例えば、成果主義といわれる現代の企業文化のあり方は「モチベーション2.0」の域と言えます。しかし、ピンク氏も書いているように「『人間には、活動したい、物事に打ち込みたいという欲求が』あり、『誰かの役に立っている』『日々成長している』と感じながら働きたいと思っていて、このような本質的な欲求『モチベーション3.0』部分を伸ばすことが今後は必要」というのです。

確かに、高度成長期は、給料やボーナスという報酬だけでも従業員のモチベーションを維持することができましたが、「仕事がおもしろいこと」を優先させる若手社員には、成果に応じた報酬を払うことだけでは仕事へのモチベーションが維持できないようになってきたのかもしれません。また、モチベーション2.0と3.0の大きな違いは、2.0の場合、報酬が下がった場合にはやる気も下がってしまいますが、3.0の場合は自身の内側から沸き起こるものなので、持続可能なやる気だということです。もちろん、一定の報酬は必要です。しかし、金銭だけでは人の意欲をあげることにはならないということです。

モチベーション3.0は、自律性、マスタリー(熟達)、目的の三本柱でやる気を促します。この三本柱の中で、ここでは、「自律性」=自主性をとりあげてみます。人は、本来、他人から押し付けられたものでなく、自分で自ら決めたことに対してはおもしろさを感じ、やる気が持続するという理論です。この理論は、過去に多数の心理学実験で実証されています。特に目新しい考えでもありませんが、この理論をマネジメントや社員教育に生かし、業績も好調で社員がイキイキと働いている企業は多くあります。

勤務体制の工夫が、あの大ヒット商品を作り出した

例えば、googleやスリーエム社は、勤務時間の15~20%を自分のやりたいプロジェクトに当ててよいという20%ルール制度を導入しています。今では、どこのオフィスでも見かけるポストイットも、毎日何百万の人が訪れるグーグルニュースもこの時間に生み出されました。また、自主性を引き出す勤務体制は、クリエイティブ職だからこそできるという意見もあり、ルーチンワークでは難しいのではないかともいわれていますが、接客業のようなルーティン業務でも、人材教育の中で、モチベーション3.0を引きだし、スタッフのやる気を持続させている会社もあります。

「スターバックス」では、かなり前からモチベーション3.0を取り入れて、スタッフを教育しています。スターバックスでは、教育の中でもドリンクのレシピなど、品質にかかわるルールは厳しく定められていますが、お客様へのサービスに関するマニュアルは、アルバイトも含めて一切ありません。スターバックスならではのホスピタリティを実現するためには、マニュアルで細かく縛るよりも権限を委譲して、パートナー個々の自主性や創意工夫をどんどん引き出したほうがよいと考えているからです。

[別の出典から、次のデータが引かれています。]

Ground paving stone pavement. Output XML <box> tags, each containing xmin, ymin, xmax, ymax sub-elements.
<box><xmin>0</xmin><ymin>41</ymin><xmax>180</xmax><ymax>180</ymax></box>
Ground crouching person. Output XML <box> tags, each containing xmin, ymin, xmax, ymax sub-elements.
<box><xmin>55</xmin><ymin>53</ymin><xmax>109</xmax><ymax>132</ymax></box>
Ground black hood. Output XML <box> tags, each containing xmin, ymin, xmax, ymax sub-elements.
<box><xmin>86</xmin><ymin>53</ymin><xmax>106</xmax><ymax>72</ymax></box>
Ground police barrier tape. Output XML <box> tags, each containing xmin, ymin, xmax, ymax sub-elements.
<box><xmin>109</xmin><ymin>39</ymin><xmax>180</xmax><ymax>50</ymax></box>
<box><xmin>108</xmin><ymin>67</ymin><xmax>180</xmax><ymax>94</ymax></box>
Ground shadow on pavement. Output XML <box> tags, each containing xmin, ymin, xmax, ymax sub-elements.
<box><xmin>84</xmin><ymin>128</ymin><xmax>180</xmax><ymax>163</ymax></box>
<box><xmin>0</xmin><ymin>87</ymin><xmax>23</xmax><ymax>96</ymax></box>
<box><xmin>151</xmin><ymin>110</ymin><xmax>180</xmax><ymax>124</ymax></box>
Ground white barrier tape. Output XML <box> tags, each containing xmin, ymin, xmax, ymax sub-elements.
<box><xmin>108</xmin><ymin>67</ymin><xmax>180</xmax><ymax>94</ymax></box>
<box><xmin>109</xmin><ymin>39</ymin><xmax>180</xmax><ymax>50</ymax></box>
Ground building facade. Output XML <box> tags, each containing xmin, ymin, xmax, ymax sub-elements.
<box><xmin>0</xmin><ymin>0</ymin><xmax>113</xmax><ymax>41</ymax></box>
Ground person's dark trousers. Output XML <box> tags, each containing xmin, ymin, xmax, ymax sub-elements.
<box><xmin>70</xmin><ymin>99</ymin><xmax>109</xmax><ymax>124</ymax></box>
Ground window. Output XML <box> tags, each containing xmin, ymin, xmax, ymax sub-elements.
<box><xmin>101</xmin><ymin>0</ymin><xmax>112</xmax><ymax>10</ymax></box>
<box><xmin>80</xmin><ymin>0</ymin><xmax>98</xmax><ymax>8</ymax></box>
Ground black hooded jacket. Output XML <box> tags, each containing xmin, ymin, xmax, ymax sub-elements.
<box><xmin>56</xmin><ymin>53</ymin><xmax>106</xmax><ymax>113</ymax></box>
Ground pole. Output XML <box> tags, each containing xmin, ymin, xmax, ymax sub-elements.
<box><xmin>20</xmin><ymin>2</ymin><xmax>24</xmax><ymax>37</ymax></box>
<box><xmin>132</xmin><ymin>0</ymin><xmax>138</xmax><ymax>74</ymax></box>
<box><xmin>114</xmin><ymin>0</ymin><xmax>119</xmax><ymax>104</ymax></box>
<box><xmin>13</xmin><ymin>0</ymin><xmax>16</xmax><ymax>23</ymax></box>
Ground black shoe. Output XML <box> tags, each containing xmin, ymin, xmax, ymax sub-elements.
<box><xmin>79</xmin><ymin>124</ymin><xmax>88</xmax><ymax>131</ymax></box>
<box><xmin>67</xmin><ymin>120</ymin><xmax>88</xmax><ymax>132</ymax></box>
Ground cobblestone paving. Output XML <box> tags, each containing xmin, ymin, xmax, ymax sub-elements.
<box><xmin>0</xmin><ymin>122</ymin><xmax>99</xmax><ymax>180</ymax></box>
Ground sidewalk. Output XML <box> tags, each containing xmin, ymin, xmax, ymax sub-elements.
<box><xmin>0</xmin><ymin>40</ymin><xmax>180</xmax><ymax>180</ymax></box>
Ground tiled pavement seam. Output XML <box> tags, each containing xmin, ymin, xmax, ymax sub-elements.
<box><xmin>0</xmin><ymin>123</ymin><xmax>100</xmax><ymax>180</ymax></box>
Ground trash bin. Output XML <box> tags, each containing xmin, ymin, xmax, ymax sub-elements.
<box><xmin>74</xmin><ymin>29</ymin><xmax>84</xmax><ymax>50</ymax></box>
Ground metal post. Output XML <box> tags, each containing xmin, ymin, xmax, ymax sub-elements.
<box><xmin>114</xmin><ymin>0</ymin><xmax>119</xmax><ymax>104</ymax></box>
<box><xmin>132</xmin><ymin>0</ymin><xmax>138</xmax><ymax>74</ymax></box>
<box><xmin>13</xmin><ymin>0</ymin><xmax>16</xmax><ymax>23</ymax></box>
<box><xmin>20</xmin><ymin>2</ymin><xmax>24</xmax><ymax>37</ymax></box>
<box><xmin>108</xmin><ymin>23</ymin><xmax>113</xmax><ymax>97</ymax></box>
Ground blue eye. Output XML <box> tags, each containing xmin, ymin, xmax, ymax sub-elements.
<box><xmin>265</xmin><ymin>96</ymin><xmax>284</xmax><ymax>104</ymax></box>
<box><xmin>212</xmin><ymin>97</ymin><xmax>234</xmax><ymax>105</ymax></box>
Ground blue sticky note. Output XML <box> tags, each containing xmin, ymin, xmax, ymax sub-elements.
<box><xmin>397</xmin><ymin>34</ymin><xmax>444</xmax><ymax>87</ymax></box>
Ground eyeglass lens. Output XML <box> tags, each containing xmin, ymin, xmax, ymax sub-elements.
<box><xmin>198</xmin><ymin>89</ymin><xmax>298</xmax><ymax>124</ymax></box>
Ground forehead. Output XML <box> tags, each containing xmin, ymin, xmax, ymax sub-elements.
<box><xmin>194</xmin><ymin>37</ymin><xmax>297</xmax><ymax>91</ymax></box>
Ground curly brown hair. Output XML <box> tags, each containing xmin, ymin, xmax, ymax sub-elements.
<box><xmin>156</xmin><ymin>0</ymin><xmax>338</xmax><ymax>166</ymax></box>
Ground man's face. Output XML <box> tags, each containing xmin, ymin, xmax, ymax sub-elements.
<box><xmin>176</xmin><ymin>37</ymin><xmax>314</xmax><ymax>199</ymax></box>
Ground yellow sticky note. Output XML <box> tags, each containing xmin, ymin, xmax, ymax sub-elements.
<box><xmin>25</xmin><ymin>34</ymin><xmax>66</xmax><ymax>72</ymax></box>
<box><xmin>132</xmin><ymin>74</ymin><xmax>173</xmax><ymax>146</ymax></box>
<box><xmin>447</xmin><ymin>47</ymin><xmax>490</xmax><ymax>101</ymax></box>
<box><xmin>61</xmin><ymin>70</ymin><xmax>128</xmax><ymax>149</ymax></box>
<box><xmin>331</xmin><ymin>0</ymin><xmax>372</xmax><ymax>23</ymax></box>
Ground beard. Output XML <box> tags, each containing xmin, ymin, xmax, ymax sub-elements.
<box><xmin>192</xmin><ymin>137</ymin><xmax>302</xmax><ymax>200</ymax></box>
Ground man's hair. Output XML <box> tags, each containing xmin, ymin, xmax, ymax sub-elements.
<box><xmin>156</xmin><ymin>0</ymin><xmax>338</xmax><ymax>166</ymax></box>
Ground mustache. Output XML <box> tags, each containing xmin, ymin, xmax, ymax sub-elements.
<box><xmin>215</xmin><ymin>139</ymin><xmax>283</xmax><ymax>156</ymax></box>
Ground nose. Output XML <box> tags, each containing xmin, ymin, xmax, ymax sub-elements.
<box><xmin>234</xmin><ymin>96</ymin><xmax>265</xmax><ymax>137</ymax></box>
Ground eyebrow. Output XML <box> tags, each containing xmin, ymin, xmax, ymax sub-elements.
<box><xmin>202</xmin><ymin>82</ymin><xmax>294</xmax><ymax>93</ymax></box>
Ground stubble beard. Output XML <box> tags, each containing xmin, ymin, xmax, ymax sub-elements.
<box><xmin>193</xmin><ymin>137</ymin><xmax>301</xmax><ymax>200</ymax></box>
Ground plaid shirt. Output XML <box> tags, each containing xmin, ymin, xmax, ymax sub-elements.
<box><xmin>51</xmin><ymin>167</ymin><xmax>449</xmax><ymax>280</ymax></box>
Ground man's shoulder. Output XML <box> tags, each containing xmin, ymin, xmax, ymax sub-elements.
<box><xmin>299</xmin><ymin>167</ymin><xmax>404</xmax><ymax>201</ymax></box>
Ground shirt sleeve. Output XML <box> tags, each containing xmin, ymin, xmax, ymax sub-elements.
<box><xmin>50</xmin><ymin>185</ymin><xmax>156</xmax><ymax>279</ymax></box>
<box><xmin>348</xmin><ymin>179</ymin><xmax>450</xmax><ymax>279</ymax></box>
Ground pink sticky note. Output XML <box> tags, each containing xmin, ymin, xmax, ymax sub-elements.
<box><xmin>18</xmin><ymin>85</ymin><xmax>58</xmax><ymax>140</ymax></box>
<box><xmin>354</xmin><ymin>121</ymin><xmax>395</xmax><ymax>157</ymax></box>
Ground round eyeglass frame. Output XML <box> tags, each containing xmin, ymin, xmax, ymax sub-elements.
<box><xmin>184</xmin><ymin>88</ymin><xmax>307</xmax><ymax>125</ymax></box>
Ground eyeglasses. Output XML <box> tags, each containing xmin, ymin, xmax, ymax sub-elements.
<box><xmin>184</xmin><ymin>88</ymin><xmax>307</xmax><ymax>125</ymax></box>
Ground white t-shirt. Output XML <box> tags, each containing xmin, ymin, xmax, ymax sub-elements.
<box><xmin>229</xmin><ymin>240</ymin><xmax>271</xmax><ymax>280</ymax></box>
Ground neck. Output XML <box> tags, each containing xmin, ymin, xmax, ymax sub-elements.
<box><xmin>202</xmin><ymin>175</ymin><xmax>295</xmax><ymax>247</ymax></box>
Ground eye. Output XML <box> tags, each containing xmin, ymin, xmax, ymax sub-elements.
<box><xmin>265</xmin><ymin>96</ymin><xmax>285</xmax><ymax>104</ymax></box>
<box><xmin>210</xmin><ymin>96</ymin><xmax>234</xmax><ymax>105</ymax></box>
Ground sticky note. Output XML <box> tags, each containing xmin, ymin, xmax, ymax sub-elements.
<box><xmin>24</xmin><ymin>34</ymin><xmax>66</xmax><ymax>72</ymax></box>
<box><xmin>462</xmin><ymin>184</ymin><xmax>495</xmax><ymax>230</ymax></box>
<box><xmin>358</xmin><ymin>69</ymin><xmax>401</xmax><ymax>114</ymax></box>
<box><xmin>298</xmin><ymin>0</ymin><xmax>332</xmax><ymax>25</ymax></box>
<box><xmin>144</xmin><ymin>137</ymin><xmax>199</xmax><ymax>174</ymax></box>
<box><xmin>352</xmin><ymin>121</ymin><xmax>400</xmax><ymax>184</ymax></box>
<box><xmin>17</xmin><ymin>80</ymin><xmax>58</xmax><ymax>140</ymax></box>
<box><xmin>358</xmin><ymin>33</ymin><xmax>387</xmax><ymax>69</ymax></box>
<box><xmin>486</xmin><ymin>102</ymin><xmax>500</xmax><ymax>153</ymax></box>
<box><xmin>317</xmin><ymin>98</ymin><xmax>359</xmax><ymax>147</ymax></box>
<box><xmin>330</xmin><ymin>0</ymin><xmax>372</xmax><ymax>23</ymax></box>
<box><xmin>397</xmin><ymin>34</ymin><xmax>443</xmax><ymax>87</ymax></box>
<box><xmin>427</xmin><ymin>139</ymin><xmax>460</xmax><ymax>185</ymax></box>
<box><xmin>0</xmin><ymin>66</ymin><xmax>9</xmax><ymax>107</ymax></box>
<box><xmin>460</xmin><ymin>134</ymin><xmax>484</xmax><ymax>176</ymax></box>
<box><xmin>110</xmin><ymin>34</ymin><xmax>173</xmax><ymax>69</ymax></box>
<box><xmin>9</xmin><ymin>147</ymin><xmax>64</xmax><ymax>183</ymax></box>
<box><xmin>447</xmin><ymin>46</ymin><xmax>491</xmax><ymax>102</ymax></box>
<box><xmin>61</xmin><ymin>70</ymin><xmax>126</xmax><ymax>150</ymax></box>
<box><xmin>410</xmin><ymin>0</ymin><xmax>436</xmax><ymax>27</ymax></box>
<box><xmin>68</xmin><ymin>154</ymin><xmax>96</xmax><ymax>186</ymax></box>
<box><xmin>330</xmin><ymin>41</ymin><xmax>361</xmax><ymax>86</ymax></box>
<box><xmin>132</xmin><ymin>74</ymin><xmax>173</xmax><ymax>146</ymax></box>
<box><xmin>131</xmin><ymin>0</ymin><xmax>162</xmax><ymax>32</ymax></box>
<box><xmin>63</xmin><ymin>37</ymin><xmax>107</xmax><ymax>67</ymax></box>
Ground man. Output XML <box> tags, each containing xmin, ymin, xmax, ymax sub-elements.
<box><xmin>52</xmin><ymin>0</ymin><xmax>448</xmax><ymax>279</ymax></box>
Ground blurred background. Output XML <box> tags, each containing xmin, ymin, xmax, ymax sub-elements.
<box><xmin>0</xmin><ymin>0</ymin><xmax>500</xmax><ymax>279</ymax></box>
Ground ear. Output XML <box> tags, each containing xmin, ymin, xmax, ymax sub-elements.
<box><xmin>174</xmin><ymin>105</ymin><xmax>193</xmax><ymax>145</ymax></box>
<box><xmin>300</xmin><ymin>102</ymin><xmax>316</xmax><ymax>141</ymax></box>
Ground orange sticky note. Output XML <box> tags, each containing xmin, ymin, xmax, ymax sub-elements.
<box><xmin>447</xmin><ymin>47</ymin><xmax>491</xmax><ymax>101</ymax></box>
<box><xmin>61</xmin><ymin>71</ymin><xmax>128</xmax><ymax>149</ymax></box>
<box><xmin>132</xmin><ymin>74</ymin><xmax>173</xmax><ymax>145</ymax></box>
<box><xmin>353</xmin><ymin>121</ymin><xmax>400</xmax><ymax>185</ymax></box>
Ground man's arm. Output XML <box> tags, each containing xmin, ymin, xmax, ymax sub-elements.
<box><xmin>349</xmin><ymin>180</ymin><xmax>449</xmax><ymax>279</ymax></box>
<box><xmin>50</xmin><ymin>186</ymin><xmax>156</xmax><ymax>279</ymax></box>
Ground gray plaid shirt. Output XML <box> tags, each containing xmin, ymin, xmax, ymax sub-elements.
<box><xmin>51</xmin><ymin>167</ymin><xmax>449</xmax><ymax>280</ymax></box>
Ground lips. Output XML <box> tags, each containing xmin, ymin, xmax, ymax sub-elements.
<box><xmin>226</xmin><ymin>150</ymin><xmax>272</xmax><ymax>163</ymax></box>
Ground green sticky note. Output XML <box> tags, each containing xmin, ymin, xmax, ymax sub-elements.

また、私がメンタルヘルス研修を担当させていただいた企業の中の一つの工場では、事故を起こさないための休憩時間の取り方や、シフト、工場の中の道具の配置場所などのルールは、すべて従業員で考えて回していくという方法を取っていました。工場の業務自体は、コントロールされていて自由度が少ないとしても、働き方を自分たちで考えることができる自主性を取り入れることで、職場で働く意欲は変わってきます。工場長の話によると、この方法を取り入れてから、事故や不調者が減り、現場でイキイキと働く人が多くなったとのことです。

仕事の内容によっては、「おもしろみ」や「能力を活かせている」と感じることは、難しいものもあるでしょう。しかし、仕事のやり方や勤務体制を決める際に自分の意見を反映することができることで、「自主的にやっている」という気持ちを引きだすこともできるのではないでしょうか? この本の中で、「自由を与えれば怠ける」という観念を少し捨てて、「人間は、本来責任を果たすことを望んでいて、自律的に働くことができる」と考えていくことが必要だと主張しています。

仕事の中で、働き方の中で、職場環境の中で、一人ひとりが自分で考え、自主的に行動できる部分を持つことができる体制づくりをすることが、若手社員の仕事へのやる気を上げるキーとなるかもしれません。